Ukraine’s military said its MiG-29 warplane had been shot down as it carried out “an assignment to eliminate a large group of terrorists” in the Luhansk region. The pilot managed to parachute to safety, it said.
Authorities in the main rebel city of Donetsk said shelling had killed 10 civilians in 24 hours as government forces pressed on with an offensive to oust separatists.
Meanwhile, Germany demanded that Moscow clarify boasts by a rebel leader in the besieged city that he had recently received hundreds of fighters trained in Russia to bolster the flagging rebellion.
Russian Foreign Minister Sergei Lavrov, Ukrainian FM Pavlo Klimkin, and their French and German counterparts are due to meet in Berlin.

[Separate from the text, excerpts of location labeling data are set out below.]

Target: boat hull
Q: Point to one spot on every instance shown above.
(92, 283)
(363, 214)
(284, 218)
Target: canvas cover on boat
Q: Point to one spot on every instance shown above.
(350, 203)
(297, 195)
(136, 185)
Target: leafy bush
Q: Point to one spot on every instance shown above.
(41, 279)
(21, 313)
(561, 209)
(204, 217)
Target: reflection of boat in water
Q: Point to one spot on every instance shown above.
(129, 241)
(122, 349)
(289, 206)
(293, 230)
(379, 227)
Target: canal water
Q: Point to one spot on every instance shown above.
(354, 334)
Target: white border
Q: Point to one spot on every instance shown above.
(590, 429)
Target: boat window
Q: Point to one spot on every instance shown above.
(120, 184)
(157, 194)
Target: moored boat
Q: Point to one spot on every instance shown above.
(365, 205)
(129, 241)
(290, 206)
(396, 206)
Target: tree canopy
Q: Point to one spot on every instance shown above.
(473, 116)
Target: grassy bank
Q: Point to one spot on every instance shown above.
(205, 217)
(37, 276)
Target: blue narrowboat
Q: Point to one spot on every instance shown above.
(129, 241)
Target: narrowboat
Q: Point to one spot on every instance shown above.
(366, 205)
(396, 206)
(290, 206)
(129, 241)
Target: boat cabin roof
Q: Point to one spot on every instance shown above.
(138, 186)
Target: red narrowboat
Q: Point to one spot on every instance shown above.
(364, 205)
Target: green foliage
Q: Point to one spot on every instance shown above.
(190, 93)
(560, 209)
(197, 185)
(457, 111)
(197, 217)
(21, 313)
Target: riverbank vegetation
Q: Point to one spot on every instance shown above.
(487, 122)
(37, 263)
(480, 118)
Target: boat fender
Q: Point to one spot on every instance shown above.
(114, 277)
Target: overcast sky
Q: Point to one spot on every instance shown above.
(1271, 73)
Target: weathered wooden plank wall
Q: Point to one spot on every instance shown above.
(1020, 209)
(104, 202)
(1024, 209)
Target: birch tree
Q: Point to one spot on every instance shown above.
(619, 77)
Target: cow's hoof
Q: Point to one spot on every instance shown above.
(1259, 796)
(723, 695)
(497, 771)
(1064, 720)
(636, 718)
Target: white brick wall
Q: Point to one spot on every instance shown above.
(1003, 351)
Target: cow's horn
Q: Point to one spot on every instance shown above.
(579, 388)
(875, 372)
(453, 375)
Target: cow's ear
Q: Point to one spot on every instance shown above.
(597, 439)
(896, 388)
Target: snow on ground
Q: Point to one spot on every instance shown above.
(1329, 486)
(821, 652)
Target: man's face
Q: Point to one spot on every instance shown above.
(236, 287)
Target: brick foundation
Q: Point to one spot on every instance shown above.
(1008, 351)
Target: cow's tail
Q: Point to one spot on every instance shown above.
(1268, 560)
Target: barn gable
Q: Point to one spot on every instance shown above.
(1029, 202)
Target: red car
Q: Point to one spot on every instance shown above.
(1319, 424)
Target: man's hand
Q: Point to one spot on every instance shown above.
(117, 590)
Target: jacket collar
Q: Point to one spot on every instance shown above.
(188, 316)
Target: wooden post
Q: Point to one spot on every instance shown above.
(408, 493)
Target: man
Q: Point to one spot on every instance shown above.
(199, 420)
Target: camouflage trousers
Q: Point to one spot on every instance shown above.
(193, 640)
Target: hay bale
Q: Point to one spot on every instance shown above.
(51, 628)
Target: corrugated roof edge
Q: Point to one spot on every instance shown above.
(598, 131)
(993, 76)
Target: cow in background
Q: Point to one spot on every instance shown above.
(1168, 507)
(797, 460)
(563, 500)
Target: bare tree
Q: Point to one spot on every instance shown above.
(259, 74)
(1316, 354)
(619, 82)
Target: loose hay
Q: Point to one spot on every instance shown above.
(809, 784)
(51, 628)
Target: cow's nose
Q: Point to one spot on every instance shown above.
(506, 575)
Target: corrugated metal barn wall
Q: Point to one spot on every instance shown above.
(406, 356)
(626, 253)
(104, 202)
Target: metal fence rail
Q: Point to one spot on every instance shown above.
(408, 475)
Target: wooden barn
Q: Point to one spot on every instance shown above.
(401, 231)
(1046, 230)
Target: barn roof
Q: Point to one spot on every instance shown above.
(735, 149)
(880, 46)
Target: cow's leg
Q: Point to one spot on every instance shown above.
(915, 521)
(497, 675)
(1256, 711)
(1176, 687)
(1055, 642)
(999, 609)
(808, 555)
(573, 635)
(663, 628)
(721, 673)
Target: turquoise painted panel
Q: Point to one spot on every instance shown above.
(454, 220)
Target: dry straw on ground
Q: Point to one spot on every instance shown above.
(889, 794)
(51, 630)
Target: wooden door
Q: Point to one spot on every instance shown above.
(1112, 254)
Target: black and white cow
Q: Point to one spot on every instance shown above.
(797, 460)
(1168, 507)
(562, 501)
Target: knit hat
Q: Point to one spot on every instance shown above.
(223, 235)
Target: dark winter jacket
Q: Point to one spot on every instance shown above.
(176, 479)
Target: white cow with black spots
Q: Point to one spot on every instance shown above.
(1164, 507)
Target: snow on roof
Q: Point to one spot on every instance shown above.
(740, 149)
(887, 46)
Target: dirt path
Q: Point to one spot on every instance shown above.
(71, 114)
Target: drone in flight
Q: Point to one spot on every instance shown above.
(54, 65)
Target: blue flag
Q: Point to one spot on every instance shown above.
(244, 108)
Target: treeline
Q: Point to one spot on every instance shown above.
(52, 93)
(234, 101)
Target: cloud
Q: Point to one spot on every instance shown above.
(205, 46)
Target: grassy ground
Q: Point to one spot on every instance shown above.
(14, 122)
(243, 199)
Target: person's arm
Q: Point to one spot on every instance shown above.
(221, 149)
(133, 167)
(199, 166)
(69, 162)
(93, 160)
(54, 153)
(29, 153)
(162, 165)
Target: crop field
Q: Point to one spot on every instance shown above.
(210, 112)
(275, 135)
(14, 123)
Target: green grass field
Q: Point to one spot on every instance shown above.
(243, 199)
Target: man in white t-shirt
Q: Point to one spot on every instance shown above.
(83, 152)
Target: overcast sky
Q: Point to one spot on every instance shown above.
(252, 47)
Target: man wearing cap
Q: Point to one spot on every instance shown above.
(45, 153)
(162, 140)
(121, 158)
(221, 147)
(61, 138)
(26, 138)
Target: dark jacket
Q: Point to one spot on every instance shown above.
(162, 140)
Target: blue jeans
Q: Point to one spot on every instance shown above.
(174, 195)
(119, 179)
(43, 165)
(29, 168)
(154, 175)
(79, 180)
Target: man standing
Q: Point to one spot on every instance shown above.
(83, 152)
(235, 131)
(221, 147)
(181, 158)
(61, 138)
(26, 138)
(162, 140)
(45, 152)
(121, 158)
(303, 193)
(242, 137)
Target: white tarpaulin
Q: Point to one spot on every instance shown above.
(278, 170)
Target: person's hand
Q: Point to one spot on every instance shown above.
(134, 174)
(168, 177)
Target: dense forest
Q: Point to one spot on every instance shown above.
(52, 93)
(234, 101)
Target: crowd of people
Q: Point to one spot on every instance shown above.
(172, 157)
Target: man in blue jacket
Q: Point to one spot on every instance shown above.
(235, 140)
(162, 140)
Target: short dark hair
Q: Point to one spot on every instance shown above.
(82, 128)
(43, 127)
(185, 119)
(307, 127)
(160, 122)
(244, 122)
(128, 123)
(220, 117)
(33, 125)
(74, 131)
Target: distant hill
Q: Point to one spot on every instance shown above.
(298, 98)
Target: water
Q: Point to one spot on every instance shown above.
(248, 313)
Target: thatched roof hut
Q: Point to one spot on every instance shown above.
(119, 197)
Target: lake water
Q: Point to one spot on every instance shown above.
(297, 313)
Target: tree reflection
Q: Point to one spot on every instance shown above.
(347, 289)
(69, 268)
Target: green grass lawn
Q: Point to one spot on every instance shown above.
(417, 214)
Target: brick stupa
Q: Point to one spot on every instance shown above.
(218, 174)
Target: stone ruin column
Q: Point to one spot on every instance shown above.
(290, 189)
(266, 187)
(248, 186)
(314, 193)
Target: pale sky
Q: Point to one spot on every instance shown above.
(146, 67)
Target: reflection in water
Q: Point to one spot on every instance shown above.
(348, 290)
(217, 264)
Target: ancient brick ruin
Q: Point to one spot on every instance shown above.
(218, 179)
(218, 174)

Klimkin tweeted, “Flying to Berlin. The talks will not be easy. It is important to stop the flow of weapons and mercenaries from Russia.”
French President François Hollande urged Ukraine to show “restraint and good judgment” in its military operations, after Kiev boasted of destroying part of a small Russian military convoy. He suggested that talks could pave the way for a face-to-face encounter between the Russian and Ukrainian state heads.
Russia had dismissed the incursion claims as “fantasies”, but resisted the urge to strike back, as it again denied the persistent allegations from the west that it is arming the rebels.
‘AID’ FROM RUSSIA:
The fate of a Russian aid convoy parked near the border remained uncertain despite both sides appearing to edge closer to a deal to let it into Ukraine.
The Red Cross said its officials had arrived at an area where 300 Russian trucks were waiting, but official inspections of the cargo were yet to begin. A group of 16 trucks reportedly headed in the direction of the crossing.
The west and Kiev fear that the convoy could be a Trojan horse to help the rebels in eastern Ukraine, or provide Moscow with an excuse to send in the 20,000 troops that NATO says it has massed on the border.
The Red Cross has said Russia and Ukraine have agreed on procedures to check the cargo, but “security guarantees” are still needed on how the vehicles can cross rebel-held territory.
Kiev recognised the “legality” of the humanitarian convoy in a statement published on the government website, moving closer to giving the green light for the trucks to enter its territory.
Ukraine President Petro Poroshenko told US Vice President Joe Biden, on Saturday that the separatists had yet to grant safe passage for the aid.
Russia’s foreign ministry has repeatedly demanded that Kiev cease fire in order for the aid to reach residents of blighted cities in eastern Ukraine who have been stuck for days without water or power.